There are, however, some important measures that are relevant to all companies also outside the UK, seeking a proper level of GDPR compliance from these two cases.
Your company – or the company that you are acquiring - may be held responsible for damage done by the activity of organised hackers and criminals. The ICO emphasised that the reason for sanctioning BA was not that a personal data breach actually occurred, but that BA had not taken appropriate technical and organisational security measures to protect their customer's data. This is the same in the Marriott case.
This of course means that legal and compliance teams need to work with information security teams. In interpreting the Article 32 requirements, the ICO made extensive references to industry standards and technical guidance issued by various third parties when evaluating the failures BA was responsible for.

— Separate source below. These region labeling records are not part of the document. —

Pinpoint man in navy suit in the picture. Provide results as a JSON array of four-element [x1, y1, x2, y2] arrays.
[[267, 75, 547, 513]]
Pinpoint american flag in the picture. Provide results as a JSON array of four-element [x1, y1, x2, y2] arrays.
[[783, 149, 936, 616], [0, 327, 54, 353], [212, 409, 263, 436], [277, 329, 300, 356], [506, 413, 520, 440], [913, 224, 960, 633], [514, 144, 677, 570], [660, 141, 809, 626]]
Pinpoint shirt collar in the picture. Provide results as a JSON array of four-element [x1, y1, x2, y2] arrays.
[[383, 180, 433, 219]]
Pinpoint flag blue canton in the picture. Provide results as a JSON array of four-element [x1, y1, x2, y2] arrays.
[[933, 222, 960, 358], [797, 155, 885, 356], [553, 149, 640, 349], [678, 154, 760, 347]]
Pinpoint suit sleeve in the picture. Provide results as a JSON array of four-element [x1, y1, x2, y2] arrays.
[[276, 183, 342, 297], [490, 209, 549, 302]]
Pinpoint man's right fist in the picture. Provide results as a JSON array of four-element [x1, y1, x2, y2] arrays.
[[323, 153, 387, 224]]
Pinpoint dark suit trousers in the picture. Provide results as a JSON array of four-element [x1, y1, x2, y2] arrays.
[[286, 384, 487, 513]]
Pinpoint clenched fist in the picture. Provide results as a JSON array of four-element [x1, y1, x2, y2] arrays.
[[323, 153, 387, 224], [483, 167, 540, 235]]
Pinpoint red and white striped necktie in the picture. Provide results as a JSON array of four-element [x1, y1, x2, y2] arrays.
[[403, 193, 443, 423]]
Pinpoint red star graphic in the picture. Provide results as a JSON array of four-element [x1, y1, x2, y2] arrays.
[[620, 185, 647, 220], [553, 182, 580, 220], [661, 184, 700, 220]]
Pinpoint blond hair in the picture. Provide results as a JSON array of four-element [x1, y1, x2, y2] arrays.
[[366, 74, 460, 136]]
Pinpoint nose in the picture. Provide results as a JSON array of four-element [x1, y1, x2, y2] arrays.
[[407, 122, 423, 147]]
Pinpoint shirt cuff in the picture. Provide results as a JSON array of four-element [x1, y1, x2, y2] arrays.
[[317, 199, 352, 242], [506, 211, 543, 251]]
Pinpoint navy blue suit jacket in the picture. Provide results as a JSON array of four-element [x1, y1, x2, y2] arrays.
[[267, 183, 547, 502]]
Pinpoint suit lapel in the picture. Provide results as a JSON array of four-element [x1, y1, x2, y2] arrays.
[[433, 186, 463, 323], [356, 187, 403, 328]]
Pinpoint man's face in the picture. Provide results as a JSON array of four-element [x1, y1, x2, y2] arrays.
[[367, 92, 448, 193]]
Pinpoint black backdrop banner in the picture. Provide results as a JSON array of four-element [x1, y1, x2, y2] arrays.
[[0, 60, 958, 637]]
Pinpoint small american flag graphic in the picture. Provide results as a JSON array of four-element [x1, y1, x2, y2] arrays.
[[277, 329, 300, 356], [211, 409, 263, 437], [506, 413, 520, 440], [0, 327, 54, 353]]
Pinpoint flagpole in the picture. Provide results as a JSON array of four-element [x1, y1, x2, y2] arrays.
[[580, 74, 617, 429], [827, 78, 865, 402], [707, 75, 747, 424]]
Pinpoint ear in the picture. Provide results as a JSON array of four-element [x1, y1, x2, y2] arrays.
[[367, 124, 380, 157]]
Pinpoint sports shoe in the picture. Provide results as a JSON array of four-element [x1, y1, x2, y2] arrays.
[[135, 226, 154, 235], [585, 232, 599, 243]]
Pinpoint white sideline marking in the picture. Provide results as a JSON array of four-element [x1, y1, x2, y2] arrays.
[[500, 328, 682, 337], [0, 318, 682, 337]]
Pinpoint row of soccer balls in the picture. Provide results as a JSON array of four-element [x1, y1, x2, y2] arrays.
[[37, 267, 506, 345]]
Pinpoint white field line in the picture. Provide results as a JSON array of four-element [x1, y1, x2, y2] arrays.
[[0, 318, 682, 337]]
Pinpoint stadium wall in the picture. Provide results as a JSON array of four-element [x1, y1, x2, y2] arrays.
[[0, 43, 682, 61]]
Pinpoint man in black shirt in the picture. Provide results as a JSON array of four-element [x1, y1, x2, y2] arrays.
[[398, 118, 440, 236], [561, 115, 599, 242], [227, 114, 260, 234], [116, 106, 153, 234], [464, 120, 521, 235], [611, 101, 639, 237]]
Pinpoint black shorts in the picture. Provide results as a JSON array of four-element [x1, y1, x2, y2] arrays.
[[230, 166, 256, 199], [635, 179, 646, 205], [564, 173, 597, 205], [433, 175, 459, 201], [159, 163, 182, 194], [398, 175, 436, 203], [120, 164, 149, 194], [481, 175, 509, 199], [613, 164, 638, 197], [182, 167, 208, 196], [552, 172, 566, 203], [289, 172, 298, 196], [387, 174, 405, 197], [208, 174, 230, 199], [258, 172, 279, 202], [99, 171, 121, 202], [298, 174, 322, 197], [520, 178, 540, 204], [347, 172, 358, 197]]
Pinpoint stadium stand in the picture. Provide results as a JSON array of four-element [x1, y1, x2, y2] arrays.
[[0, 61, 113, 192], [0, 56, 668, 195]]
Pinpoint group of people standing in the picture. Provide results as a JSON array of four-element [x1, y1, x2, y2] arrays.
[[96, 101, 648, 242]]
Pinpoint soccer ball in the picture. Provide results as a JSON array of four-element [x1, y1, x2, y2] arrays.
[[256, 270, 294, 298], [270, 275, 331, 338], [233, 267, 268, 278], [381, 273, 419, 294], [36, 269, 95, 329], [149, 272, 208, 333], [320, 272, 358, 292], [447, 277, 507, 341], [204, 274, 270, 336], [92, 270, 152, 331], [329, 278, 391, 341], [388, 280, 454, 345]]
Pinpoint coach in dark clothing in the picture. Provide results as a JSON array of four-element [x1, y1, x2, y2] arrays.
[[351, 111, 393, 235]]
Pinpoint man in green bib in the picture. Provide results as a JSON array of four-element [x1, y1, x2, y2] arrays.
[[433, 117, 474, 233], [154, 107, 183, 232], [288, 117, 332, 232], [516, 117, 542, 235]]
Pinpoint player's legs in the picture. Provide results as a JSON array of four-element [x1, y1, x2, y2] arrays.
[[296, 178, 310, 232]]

Further, the ICO stated that the obligation to take appropriate technical and organisational measures, does not only apply to systems processing personal data, but also to parts of their network that could result in a leak of personal data. One must accordingly have a certain level of logging, have a realistic view of supply chain risks and – of course – deploy multi-factor authentication for remote access to an internal network.
From both cases, we see that the steps taken after a breach may lower a fine. It is important to notify promptly the data subjects and the data protection authorities. In an international context, it may be challenging to decide what authorities shall be notified, so large international groups should give this some attention before a breach occurs. Full cooperation with the authorities after the breach is highly recommendable, and so is the offer to reimburse customers who have suffered financial loss. And do try to help the data subjects – in Norway, for instance, it is wise to tell the individuals that they may stop some identity theft consequences by ensuring that no credit checks may be undertaken on the that individual, thereby blocking for loans or credit purchases.
The above measures are also relevant questions to address when assessing the value of companies in most any acquisition. When acquiring a company, you need to see that risk assessments are actually done and that the target have a breach register. (No company have zero breaches.) It does not ensure basic GDPR compliance in a company by just checking that they have signed data processing agreements in place. The higher the number of customers or employees, and the more sensitive data involved, the more important this is.